Entrepreneurs quickly built mobile phone networks in Africa, bypassing traditional land lines. O3b expects the same can happen with Internet access.

“The uptake on mobile phones in Africa is phenomenal,” says Ethan Zuckerman, a fellow at the Berkman Center for Internet and Society at Harvard Law School and the founder of GeekCorps, a nonprofit group working to expand Internet use in emerging nations.

Mobile phones have revolutionized small business in Africa, says Mr. Zuckerman, who lived for a time in Ghana. For example, a carpenter can write his phone number on his door at home and then go out on jobs, knowing that potential customers can reach him at any time.

“The Net, so far, has not had nearly so much impact,” he says.

Google’s backing of O3b doesn’t make much short-term sense, Zuckerman adds. The people being brought onto the Internet don’t have much money to spend or credit cards with which to make online purchases, for that matter. But over the long haul, the move does make sense: “If [Google is] going to dominate the Internet, they want as many people on it as possible,” he says.

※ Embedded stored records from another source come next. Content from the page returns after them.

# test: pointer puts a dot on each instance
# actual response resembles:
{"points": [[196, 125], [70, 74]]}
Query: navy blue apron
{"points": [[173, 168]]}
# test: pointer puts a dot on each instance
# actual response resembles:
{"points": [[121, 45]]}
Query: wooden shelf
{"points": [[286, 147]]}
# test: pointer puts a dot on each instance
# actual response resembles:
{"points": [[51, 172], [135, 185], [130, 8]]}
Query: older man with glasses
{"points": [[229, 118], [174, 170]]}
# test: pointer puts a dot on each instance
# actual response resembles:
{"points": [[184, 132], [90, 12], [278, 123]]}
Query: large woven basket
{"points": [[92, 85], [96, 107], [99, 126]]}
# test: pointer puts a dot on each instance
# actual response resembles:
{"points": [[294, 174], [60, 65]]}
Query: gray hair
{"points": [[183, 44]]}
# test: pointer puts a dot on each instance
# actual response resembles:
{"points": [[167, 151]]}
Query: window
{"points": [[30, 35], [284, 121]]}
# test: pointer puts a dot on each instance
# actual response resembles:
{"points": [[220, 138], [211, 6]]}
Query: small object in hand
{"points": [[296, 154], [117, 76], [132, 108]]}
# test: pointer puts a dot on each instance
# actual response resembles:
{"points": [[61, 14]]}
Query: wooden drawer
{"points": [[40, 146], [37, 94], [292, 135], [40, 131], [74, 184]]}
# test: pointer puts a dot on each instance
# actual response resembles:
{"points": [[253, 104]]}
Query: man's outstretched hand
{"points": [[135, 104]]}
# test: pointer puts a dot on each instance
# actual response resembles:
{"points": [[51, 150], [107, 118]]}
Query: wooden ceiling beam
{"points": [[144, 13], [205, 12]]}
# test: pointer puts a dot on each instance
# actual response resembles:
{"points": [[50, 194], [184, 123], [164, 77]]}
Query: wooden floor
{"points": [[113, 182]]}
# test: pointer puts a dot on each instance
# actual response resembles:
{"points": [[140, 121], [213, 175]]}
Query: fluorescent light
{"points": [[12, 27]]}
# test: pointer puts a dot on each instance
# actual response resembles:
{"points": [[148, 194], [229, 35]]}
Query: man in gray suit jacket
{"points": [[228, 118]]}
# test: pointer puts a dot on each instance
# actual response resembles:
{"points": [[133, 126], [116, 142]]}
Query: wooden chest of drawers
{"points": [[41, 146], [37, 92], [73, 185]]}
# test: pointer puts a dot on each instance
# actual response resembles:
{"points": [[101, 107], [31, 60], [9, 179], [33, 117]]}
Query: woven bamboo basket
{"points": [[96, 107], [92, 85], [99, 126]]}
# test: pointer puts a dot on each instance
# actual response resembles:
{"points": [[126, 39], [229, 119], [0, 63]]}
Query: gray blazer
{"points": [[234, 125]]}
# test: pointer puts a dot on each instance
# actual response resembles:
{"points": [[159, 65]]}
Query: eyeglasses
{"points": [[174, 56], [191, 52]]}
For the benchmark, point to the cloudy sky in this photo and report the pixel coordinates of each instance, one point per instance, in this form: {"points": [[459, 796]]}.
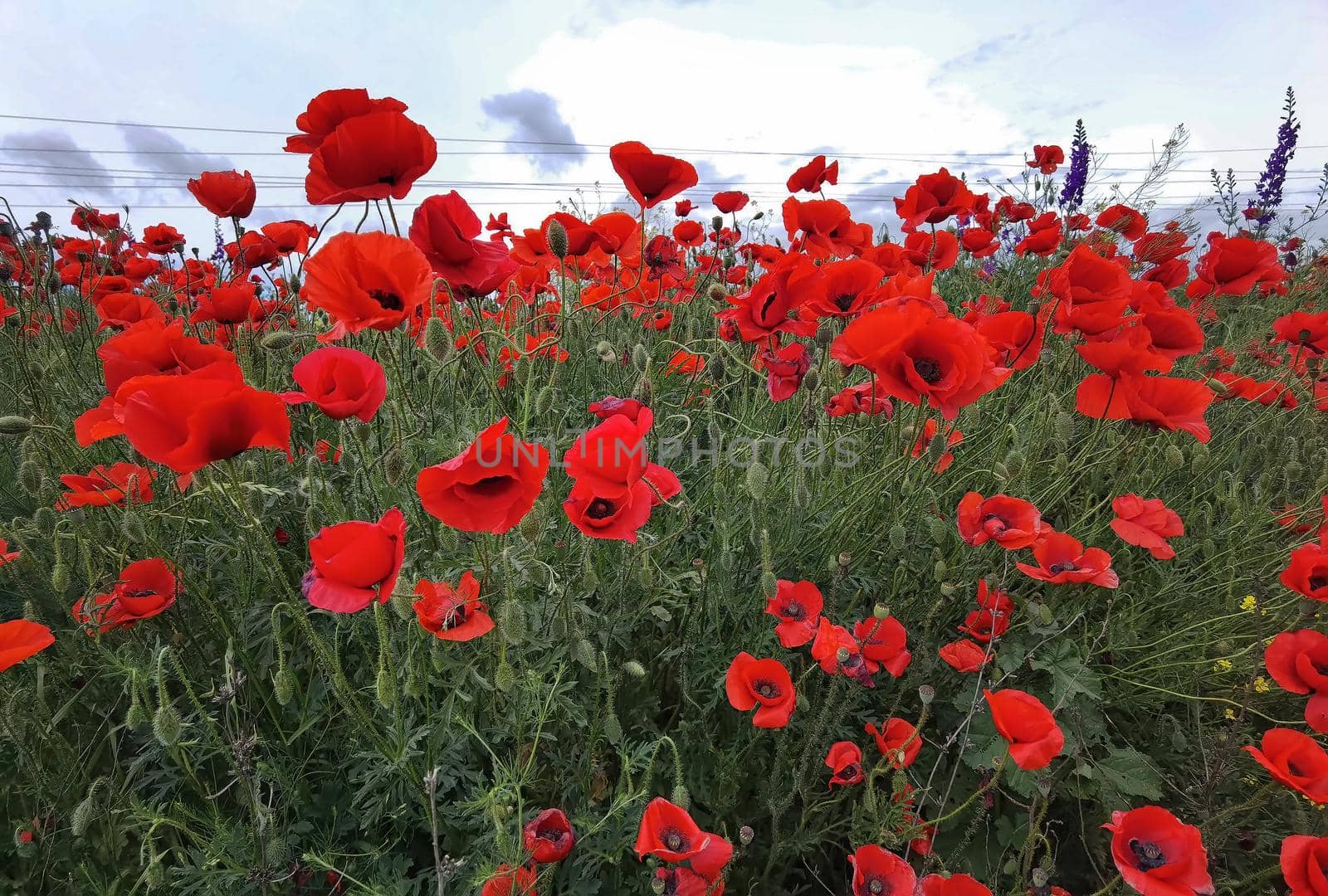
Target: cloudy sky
{"points": [[744, 90]]}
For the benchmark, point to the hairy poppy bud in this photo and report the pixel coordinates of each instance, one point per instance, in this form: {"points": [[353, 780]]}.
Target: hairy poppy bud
{"points": [[15, 425], [557, 238], [437, 340], [276, 340]]}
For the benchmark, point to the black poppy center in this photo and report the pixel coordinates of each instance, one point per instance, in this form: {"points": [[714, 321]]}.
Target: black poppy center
{"points": [[929, 371], [387, 300], [1148, 856], [601, 509]]}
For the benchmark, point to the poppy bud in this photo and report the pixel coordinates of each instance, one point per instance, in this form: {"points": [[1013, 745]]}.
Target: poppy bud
{"points": [[166, 725], [437, 340], [278, 340], [557, 238], [13, 425], [757, 478]]}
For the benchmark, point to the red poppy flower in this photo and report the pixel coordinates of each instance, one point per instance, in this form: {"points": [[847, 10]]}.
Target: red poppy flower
{"points": [[797, 606], [883, 643], [1028, 727], [452, 614], [764, 685], [933, 199], [355, 563], [330, 110], [447, 230], [651, 178], [511, 882], [491, 486], [549, 836], [1305, 864], [813, 176], [190, 421], [1126, 222], [1307, 572], [1062, 559], [22, 639], [342, 382], [226, 194], [964, 656], [1234, 265], [145, 588], [1046, 158], [668, 833], [1295, 661], [918, 353], [1294, 760], [955, 884], [896, 737], [369, 157], [1011, 522], [1148, 523], [367, 282], [845, 761], [1157, 854], [876, 871]]}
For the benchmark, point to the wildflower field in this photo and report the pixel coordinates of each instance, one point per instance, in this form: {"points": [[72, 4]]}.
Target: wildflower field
{"points": [[670, 548]]}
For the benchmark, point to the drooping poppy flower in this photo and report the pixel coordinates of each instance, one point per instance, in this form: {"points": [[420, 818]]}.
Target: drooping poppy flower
{"points": [[764, 685], [955, 884], [226, 194], [452, 614], [1296, 661], [375, 156], [845, 761], [22, 639], [1148, 523], [668, 833], [447, 230], [933, 199], [1028, 727], [1062, 559], [730, 201], [883, 644], [491, 486], [108, 485], [1157, 854], [356, 563], [797, 606], [330, 110], [190, 421], [1011, 522], [367, 282], [511, 882], [342, 382], [549, 836], [1047, 158], [813, 176], [964, 656], [878, 871], [1305, 864], [145, 588], [898, 741], [1294, 760], [651, 178], [1307, 571], [918, 353]]}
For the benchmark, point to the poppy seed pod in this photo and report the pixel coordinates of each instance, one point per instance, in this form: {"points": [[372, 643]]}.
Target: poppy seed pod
{"points": [[557, 238]]}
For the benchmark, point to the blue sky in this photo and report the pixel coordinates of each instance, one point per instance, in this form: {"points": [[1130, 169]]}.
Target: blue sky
{"points": [[893, 90]]}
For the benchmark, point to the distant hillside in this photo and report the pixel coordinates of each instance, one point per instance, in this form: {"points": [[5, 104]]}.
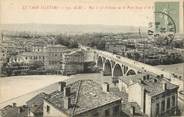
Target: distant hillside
{"points": [[75, 29]]}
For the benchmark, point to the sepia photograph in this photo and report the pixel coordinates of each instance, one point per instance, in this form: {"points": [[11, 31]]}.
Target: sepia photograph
{"points": [[91, 58]]}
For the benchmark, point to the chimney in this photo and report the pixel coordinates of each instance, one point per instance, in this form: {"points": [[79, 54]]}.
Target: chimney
{"points": [[14, 104], [19, 110], [164, 86], [61, 86], [66, 91], [105, 87], [148, 77], [161, 76], [67, 102], [144, 78], [132, 110]]}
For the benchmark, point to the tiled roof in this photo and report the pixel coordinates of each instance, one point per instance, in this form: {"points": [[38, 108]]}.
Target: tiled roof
{"points": [[90, 97], [14, 111], [157, 88]]}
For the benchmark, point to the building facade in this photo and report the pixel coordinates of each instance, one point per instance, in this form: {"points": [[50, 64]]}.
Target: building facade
{"points": [[156, 96], [54, 56]]}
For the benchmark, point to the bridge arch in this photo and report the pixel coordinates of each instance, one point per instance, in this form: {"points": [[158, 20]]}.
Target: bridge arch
{"points": [[117, 71], [107, 68], [131, 72]]}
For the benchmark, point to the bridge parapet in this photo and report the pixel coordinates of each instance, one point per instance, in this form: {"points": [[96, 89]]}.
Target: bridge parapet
{"points": [[132, 63]]}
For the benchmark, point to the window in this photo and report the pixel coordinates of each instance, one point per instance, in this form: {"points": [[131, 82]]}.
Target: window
{"points": [[116, 110], [168, 103], [48, 109], [107, 112], [157, 108], [173, 100], [163, 106]]}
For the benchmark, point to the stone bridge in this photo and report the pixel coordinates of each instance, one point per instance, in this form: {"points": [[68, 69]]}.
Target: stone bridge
{"points": [[116, 66]]}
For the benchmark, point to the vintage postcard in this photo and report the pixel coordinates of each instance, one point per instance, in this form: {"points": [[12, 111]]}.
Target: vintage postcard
{"points": [[91, 58]]}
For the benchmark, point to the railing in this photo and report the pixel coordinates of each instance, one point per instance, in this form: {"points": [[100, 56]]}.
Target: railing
{"points": [[131, 63]]}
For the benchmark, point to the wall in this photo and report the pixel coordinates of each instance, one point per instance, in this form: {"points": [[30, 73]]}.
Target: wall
{"points": [[53, 111]]}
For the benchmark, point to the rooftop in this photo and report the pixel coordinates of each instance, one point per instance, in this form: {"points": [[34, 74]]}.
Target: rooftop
{"points": [[14, 111], [89, 91], [152, 84]]}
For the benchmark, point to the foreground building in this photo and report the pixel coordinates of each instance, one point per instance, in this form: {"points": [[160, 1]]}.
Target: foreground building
{"points": [[14, 111], [156, 97], [83, 98]]}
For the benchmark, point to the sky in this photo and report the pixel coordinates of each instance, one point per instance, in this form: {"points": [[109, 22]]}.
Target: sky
{"points": [[105, 12]]}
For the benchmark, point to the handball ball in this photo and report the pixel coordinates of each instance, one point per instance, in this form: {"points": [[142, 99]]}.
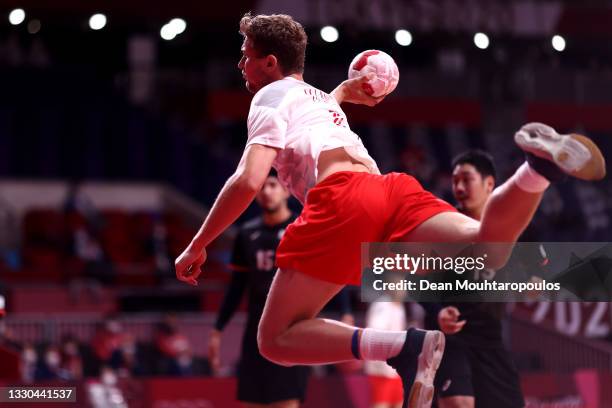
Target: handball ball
{"points": [[379, 63]]}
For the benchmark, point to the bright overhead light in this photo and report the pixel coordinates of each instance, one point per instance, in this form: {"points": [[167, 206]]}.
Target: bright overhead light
{"points": [[481, 40], [167, 32], [403, 37], [178, 25], [329, 34], [97, 21], [16, 16], [558, 43]]}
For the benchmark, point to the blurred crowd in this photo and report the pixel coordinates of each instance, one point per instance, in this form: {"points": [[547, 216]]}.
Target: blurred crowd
{"points": [[112, 353]]}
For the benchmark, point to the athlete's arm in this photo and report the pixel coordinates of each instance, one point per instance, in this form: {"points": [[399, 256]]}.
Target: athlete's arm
{"points": [[351, 91], [235, 196]]}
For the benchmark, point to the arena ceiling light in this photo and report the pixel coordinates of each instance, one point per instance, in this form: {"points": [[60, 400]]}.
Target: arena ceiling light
{"points": [[481, 40], [403, 37], [97, 21], [329, 34], [173, 28], [558, 43], [178, 25], [16, 16]]}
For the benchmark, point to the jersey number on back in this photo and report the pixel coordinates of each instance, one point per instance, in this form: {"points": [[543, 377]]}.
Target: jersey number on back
{"points": [[265, 259]]}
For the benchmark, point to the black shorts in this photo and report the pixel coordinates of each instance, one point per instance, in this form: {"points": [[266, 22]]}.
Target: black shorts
{"points": [[263, 382], [486, 373]]}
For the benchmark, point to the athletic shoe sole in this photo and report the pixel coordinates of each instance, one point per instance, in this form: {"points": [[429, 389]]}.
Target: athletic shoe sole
{"points": [[576, 155], [422, 391]]}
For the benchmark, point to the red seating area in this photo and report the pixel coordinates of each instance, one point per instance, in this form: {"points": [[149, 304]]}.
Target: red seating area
{"points": [[130, 243]]}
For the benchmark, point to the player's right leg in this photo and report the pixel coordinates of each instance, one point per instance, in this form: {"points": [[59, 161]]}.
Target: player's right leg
{"points": [[461, 401], [289, 333], [280, 404], [511, 207]]}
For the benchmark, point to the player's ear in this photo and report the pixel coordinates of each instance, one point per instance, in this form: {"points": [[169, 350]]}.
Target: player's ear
{"points": [[271, 62], [489, 183]]}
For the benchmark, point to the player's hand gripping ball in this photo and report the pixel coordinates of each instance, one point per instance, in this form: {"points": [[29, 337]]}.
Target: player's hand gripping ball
{"points": [[379, 63]]}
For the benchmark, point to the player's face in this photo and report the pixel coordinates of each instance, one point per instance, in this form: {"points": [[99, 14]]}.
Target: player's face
{"points": [[254, 67], [470, 189], [272, 195]]}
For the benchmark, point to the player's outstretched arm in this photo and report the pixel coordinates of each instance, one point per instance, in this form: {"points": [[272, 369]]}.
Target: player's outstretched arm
{"points": [[235, 196], [352, 91]]}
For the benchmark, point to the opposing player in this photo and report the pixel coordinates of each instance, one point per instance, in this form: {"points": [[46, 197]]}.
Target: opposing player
{"points": [[260, 382], [303, 132], [477, 369]]}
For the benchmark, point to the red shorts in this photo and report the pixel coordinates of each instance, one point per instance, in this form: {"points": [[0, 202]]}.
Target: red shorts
{"points": [[386, 390], [349, 208]]}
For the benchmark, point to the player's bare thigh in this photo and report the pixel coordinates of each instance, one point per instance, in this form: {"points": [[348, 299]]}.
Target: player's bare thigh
{"points": [[280, 404], [462, 401], [293, 296], [445, 227]]}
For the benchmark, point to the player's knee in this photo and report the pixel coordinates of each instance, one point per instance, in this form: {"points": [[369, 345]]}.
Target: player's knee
{"points": [[456, 402], [270, 347]]}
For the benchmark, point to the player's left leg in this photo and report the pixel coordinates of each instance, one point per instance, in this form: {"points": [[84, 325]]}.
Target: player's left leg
{"points": [[289, 332], [285, 404]]}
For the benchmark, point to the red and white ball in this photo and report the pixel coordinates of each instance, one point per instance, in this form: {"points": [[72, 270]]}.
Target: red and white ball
{"points": [[379, 63]]}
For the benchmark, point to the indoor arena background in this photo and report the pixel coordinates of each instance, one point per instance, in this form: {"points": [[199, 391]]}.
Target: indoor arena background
{"points": [[131, 135]]}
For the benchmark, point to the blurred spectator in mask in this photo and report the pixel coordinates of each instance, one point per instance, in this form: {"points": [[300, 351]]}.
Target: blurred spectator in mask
{"points": [[50, 366], [72, 363], [174, 348], [130, 363], [7, 339], [85, 224], [29, 362], [107, 344]]}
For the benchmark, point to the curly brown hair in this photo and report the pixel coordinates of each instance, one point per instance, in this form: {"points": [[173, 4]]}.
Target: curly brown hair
{"points": [[279, 35]]}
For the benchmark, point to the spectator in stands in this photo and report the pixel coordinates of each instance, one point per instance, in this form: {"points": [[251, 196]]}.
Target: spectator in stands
{"points": [[49, 367], [29, 359], [72, 362], [7, 339], [107, 344], [130, 362], [84, 223], [175, 349]]}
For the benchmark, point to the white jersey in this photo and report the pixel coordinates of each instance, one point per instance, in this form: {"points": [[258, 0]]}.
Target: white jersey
{"points": [[303, 121], [384, 316]]}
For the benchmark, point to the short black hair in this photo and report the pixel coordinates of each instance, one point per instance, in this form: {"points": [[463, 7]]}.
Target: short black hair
{"points": [[280, 35], [481, 160]]}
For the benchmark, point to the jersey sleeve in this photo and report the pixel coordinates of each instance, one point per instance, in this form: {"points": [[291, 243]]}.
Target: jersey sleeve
{"points": [[239, 258], [266, 124]]}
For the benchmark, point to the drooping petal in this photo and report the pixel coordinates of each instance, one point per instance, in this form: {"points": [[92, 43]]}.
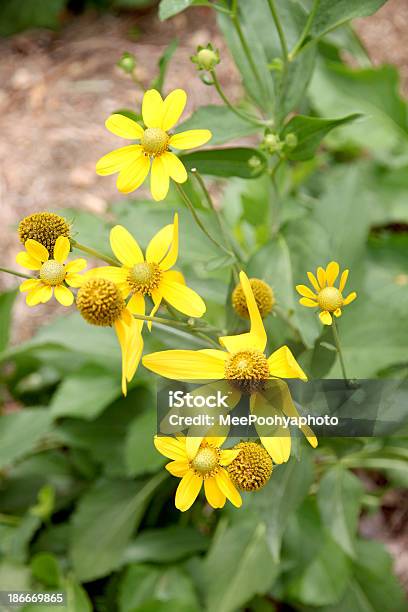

Just as it launches, O3b may face some competition in Africa. According to reports in the African news media, eastern Africa could be served by three new cable lines in the near future. One, called Seacom, is expected to begin service in mid-2009. After years of delays, EASSY (Eastern Africa Submarine Cable System) may finally begin operation in 2010. A third, called TEAMS (The East Africa Marine Cable System), would link Kenya to the United Arab Emirates, and thus to the rest of the world. It’s also set to come online in 2009. On Africa’s other coast, Africa West Coast Cable is expected to begin operation by May 2010. Initially, at least, these cable lines would be like Internet railheads. Others would still have to extend the service into interior and remote areas.

“More options to make bandwidth accessible ... is of huge importance,” says Mark Summer, CEO of Inveneo, a San Francisco-based nonprofit that works to improve communications technology in the developing world. Inveneo has projects on the ground in 14 African countries. Competition will help drive down the cost of connecting in Africa, which Mr. Summer estimates to be “100 times” more expensive than in the developed world. “It would be really exciting to see any of those [projects] – all of those – come to fruition,” he says.